Quantification of relative stock units for horses to permit correct application within pasture-based production systems
Y. Y. Chin A * , P. J. Back B , E. K. Gee A , D. J. Horne B and C. W. Rogers A BA School of Veterinary Science, Massey University, Private Bag 11-222, Palmerston North 4474, New Zealand.
B School of Agriculture and Environment, Massey University, Private Bag 11-222, Palmerston North 4474, New Zealand.
Abstract
Overseer® is the primary software tool used to estimate farm-level nutrient cycle and management for regulatory purposes in New Zealand. The model compares feed demand among different livestock by using ‘revised stock units’ (RSUs, the annual energy requirement of a mature ewe to raise a single lamb to weaning; 6000 MJ metabolisable energy). The RSUs for several common equine stock classes are not yet available, while those currently available within the model are based on the linear scaling of feed demand to liveweight, which does not consider allometric scaling of metabolism to liveweight or the differences in digestive physiology and nutrient metabolism between ruminants and monogastric hindgut fermenters (horses).
To compare the current RSU values used in Overseer® for different equine stock classes, with the equineRSU values calculated using equine-specific models.

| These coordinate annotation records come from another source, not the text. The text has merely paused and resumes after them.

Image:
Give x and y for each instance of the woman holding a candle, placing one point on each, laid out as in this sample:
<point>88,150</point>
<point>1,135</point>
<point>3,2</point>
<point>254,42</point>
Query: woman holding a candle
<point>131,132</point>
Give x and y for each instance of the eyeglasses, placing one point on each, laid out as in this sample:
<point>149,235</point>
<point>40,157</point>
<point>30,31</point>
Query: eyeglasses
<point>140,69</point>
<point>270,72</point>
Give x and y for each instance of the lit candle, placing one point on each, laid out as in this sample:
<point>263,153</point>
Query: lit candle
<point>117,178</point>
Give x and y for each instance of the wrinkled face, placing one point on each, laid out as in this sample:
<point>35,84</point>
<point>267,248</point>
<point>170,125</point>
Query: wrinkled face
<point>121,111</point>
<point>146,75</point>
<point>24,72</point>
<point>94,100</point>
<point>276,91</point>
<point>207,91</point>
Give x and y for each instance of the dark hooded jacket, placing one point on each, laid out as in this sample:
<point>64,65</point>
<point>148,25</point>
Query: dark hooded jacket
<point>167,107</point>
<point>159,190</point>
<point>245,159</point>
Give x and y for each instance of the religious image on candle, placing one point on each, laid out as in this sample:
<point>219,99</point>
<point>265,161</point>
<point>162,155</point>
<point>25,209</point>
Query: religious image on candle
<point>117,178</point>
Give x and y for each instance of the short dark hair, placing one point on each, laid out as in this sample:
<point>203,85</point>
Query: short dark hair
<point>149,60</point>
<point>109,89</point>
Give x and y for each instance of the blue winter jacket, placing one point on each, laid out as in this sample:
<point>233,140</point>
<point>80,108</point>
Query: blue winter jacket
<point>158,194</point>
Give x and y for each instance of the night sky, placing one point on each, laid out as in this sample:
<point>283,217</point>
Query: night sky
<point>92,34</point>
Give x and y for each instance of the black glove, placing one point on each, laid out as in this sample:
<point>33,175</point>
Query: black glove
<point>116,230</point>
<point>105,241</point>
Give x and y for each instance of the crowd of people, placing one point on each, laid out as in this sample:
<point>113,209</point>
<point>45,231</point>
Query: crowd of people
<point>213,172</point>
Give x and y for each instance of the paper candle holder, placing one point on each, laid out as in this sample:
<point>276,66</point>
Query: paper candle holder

Weighted average estimates of the bodyweight for the different equine livestock classes were calculated from the published literature. These weighted average estimates of bodyweight were used to estimate the energy requirements on the basis of data published by National Research Council. The resulting dry-matter intake and N intake from the equineRSU values and the current RSU values in use within Overseer® were modelled using published data on diet composition, crude protein content and the digestibility of the different feeds offered.
The current RSUs in Overseer were 2.5–6.8 units higher than the equineRSU values obtained from the equine-specific models. This overestimation in feed demand resulted in N-intake estimates at an animal level being 52–108% higher than values derived using the equine-specific estimates.
The use of RSUs based on linear scaling of feed demand from ruminants on the basis of liveweight overestimates feed demand and N intake in horses. If horses are to be included within nutrient management models, feed demand must be based on published equine data for energy requirements to avoid over-inflation of N excretion. The equineRSUs calculated in this study reduce the risk of over-inflation of N intake and excretion, and subsequently the N leaching estimations.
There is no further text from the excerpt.